以处理城市污水的中试规模生物强化除磷A2/O活性污泥工艺系统为研究对象,考察了温度对系统COD去除和脱氮除磷效果的影响,特别是温度对活性污泥反硝化除磷性能的影响.结果表明,当温度从(30.9±0.8)℃降低到(9.1±0.6)℃时,A2/O系统的脱氮除磷效果显著下降,系统对TN和TP的污泥去除负荷明显下降.通过污泥反硝化除磷活性实验发现,随着温度的降低,系统中活性污泥的最大厌氧释磷速率、最大好氧吸磷速率和最大缺氧吸磷速率都降低.活性污泥中反硝化除磷菌(DPB)占聚磷菌(PAOs)总量的比例随温度降低稍有下降,但平均值仍维持在47.5%左右.用阿伦尼乌斯公式对实验结果进行拟合,得到系统中活性污泥聚磷菌厌氧释磷反应活化能Ea1为148.0kJ·mol-1,聚磷菌好氧吸磷反应活化能Ea2为228.8kJ·mol-1,发生在缺氧条件下反硝化除磷菌的吸磷反应活化能Ea3为315.8kJ·mol-1.对不同温度下污泥絮体粒径分析结果表明,随温度降低,粒径分布更加集中,系统中活性污泥絮体颗粒平均粒径减小,不利于污泥絮体内部反硝化除磷缺氧微环境的形成.

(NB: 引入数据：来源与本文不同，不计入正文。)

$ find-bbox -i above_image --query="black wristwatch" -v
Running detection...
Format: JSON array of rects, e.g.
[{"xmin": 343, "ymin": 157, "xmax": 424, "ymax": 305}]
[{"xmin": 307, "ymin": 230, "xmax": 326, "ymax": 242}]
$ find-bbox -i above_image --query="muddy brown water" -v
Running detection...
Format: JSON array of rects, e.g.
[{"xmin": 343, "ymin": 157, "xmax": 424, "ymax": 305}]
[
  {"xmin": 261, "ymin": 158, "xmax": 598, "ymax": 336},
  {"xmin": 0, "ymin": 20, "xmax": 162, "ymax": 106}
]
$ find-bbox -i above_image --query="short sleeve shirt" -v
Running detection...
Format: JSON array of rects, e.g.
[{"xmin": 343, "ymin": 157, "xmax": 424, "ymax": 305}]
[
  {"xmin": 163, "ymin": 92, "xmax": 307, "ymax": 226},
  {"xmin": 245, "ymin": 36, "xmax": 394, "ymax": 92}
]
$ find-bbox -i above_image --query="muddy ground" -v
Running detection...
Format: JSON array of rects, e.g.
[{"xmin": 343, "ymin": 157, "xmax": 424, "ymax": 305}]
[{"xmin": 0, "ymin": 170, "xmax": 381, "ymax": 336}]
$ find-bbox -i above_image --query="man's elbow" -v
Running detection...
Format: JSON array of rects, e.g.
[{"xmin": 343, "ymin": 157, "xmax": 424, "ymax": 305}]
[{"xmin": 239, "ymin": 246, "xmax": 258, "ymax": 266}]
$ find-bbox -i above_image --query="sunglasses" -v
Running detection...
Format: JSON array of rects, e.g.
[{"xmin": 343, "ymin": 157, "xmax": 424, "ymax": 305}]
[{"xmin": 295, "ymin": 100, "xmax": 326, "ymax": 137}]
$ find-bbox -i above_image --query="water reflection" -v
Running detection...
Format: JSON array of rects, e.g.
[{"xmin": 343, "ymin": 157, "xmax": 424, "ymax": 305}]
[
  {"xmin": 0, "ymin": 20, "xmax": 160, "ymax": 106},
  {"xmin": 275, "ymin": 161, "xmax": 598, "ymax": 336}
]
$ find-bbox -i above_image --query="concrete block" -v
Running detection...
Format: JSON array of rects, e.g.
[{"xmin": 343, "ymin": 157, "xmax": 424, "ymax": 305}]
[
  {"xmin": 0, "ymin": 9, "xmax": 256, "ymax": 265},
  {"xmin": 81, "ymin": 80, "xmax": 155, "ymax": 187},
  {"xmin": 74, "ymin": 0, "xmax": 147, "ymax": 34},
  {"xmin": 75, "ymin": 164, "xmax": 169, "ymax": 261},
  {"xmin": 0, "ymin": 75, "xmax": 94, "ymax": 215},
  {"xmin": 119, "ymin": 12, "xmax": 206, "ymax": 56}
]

The effect of temperature on COD and nutrient removal,especially the denitrifying phosphorus removal was investigated in a pilot-scale anaerobic-anoxic-aerobic（A2/O） process for municipal wastewater treatment.The results indicated that temperature had a significant impact on the denitrifying phosphorus removal in the system.When temperature dropped gradually from（30.9±0.8） ℃ to（9.1±0.6） ℃,both the removal efficiencies and the sludge specific removal rates of TN and TP decreased.Meanwhile,the decrease of temperature lessened the maximum rates of phosphorus release,anoxic phosphorus uptake and aerobic phosphorus uptake of the activated sludge.As temperature declined,the ratio of denitrifying phosphorus removal activity to total phosphorus removal activity decreased slightly,but the average value remained at 47.5%.By applying Arrhenius equation,the activation energy values for anaerobic P release,anoxic P uptake and aerobic P uptake were calculated as 148.0 kJ · mol^-1,228.8 kJ · mol^-1 and 315.8 kJ · mol^-1,respectively.In addition,based on statistical analysis of particle diameter distribution in activated sludge under different temperatures,it was found that particle diameter distribution of activated sludge became more concentrated and the mean particle diameter of activated sludge flocs decreased with the drop of temperature.Lower temperature is unfavorable to denitrifying phosphorus removal due to less anoxic microenvironments in the activated sludge flocs.